Heart Disease

A healthy diet plays a key role in recovery from heart disease as well as the prevention of it. Coronary heart disease means that fatty substances have built up in the coronary arteries, blocking the blood supply to the heart. Restricted blood supply can cause angina or heart pain, and completely blocked arteries may lead to a heart attack.

To prevent coronary heart disease, the National Health Service (NHS) urges people to keep LDL or ‘bad’ cholesterol levels low and HDL or ‘good’ cholesterol levels high. A healthy, balanced diet is an important factor in an overall healthy lifestyle. The basic healthy diet for heart disease should be low in saturated fat, sugar, and salt, while including at least five servings of fruits and vegetables per day.

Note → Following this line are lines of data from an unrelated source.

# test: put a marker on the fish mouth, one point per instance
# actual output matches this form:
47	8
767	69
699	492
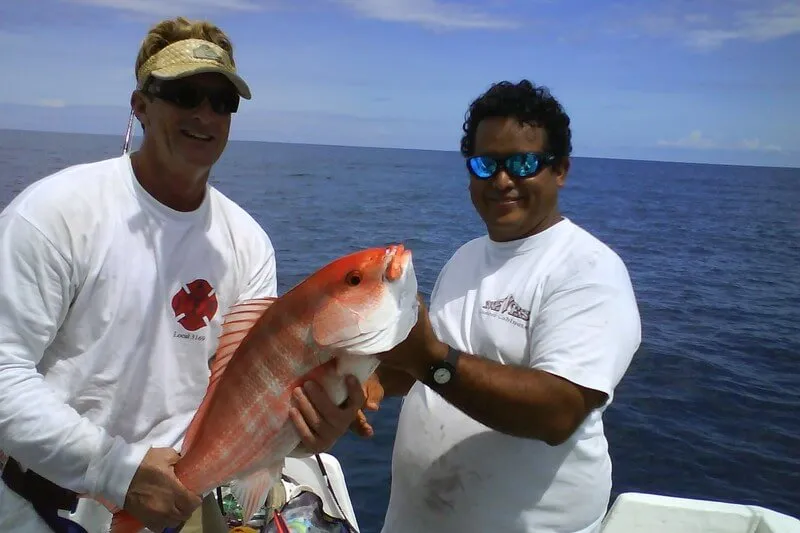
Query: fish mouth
396	262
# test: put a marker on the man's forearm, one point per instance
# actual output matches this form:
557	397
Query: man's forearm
517	401
394	382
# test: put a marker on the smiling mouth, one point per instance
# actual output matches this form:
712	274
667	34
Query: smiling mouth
197	136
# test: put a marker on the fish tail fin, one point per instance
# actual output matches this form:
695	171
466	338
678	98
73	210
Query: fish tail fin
123	522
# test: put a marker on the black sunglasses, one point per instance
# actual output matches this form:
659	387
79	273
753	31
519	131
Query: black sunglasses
521	165
187	95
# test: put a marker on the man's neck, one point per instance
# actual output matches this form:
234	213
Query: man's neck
178	191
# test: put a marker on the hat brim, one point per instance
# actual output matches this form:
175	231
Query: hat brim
174	72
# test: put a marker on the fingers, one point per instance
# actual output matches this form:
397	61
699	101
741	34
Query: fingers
355	394
361	426
319	421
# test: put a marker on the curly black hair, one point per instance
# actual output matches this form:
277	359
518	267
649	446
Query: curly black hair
527	103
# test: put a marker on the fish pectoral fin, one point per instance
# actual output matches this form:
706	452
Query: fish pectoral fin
238	322
252	491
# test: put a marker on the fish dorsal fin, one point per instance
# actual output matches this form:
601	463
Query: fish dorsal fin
236	324
252	491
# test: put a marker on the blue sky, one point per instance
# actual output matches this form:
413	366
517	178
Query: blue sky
689	80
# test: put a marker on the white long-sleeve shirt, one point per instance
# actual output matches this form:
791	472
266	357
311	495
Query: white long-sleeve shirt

The oils in fish have been found to reduce the risk of thrombosis, or blood clots. The best fish to eat are trout, sardines, herrings, mackerel, kippers, pilchards, and salmon, according to the NHS, and these should be eaten twice per week. The antioxidant vitamins (beta-carotene, C, and E) found in fruits and vegetables help prevent saturated fats from turning into cholesterol. Foods with soluble fibre, such as beans, peas, lentils, and oats, actually help lower cholesterol.

Reducing salt intake is a high priority for those with heart disease. Stop using salt at the table and in cooking, and watch for high salt levels in prepared foods. The NHS says that a food is high in salt if it has 1.5 grams of salt or 0.6 grams of sodium per 100 grams.